Because of the chromium alloy, stainless steel can withstand the rigors that come with sterilization. Also, it does not alter the color or taste of the food product. It is not a surprise that most cookwares and other household utensils are all steel products. These products neither rust nor react with the chemicals in food.
Steel plays a role in energy production. This metal will continue to remain significant in supplying the world with energy. Steel is an important construction material for transformers, power plants, electric motors, and mining equipment.

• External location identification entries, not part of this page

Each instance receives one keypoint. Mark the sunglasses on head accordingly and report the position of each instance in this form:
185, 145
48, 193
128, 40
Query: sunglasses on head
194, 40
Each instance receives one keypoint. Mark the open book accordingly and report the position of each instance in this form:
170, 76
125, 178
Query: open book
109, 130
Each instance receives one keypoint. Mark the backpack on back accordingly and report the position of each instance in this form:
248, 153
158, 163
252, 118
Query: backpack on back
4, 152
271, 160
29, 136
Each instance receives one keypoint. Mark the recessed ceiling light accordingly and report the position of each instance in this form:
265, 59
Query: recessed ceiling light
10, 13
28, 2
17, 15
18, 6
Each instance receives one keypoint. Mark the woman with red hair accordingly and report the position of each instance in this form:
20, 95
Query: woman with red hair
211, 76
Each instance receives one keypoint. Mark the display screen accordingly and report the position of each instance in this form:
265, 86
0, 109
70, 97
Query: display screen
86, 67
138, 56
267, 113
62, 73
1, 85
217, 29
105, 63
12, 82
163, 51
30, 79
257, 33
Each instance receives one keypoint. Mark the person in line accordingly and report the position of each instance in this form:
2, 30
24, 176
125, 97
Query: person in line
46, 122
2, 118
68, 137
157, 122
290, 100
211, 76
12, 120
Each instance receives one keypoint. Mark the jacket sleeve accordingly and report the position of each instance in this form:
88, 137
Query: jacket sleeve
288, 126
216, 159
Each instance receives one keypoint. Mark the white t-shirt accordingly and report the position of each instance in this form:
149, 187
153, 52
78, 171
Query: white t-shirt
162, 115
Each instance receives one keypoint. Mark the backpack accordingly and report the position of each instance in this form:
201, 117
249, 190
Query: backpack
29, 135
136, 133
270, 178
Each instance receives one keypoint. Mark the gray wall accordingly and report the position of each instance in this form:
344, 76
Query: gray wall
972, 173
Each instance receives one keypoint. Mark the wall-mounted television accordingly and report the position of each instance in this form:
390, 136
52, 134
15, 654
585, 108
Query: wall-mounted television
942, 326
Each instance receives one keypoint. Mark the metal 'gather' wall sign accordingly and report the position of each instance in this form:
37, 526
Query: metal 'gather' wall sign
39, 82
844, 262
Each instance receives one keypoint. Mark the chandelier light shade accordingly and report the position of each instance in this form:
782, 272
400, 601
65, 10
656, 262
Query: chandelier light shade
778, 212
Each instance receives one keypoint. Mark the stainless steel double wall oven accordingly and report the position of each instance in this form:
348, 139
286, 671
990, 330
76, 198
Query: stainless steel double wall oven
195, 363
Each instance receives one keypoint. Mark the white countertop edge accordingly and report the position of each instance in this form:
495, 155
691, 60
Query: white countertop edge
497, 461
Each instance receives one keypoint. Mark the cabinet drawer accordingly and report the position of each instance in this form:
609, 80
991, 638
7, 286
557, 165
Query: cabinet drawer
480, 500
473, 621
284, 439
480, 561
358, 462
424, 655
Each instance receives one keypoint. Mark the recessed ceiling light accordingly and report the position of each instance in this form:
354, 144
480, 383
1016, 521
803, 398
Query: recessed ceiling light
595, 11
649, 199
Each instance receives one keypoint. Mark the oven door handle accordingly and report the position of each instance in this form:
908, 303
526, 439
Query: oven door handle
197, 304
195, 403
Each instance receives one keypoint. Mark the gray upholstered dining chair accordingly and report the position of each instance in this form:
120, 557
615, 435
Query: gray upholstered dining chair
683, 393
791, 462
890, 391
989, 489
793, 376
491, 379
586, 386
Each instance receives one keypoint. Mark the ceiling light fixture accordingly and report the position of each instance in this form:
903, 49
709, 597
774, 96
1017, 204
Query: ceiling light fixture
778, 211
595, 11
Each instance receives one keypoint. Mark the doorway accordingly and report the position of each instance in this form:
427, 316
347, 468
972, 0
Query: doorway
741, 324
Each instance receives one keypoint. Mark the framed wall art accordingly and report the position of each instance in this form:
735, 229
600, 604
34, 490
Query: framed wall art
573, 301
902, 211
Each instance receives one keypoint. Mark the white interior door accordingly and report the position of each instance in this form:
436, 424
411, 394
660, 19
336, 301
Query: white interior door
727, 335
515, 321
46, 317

In addition to the production and distribution of electricity, you can also use steel components in renewable energy applications
Guns are the most common type of weaponry used in forces all over the world. A heavy pistol will eventually become a burden for an officer. Steel comes into play here because of its light weight and strength. Additionally, the production and fabrication process of steel is easy and fast. This means that you can produce thousands in a day.
Though the automobile industry keeps evolving, the importance of steel remains constant. Steel makes up more than 50% of a vehicle. Steel is durable and can withstand extreme conditions. Hence, its use in the car body, chassis, and engines. Furthermore, steel is continuously recyclable.
There are many reasons why the use of steel is common in the medical industry. Firstly, steel does not react with body fluids. This means that it is relatively safe for different surgical procedures.
Secondly, equipment in different medical fields must be sterile. Steel is ideal here because it can withstand the extreme temperature that comes with sterilization. Lastly, steel is cheap and readily available.
It is not surprising that steel makes up 15% of equipment and machines worldwide. In addition to manufacturing them, you will often find them as casings. In cases of accidental fall, steel is strong and can absorb shock without breaking.
Titanium vs Steel: Conclusion
Choosing the right material is the most important step for a successful manufacturing process. A mistake in the material selection will affect the functionality of the final part. In this article, we have successfully explored the properties and applications of titanium vs steel.
Amongst other properties, it is safe to say that steel parts are cheaper and stronger, and you can machine them easily. If weight, durability, and corrosion resistance are determining factors, titanium will be a wise choice.
However, it is not certain that the combination of both metals as titanium steel alloy enhances their properties.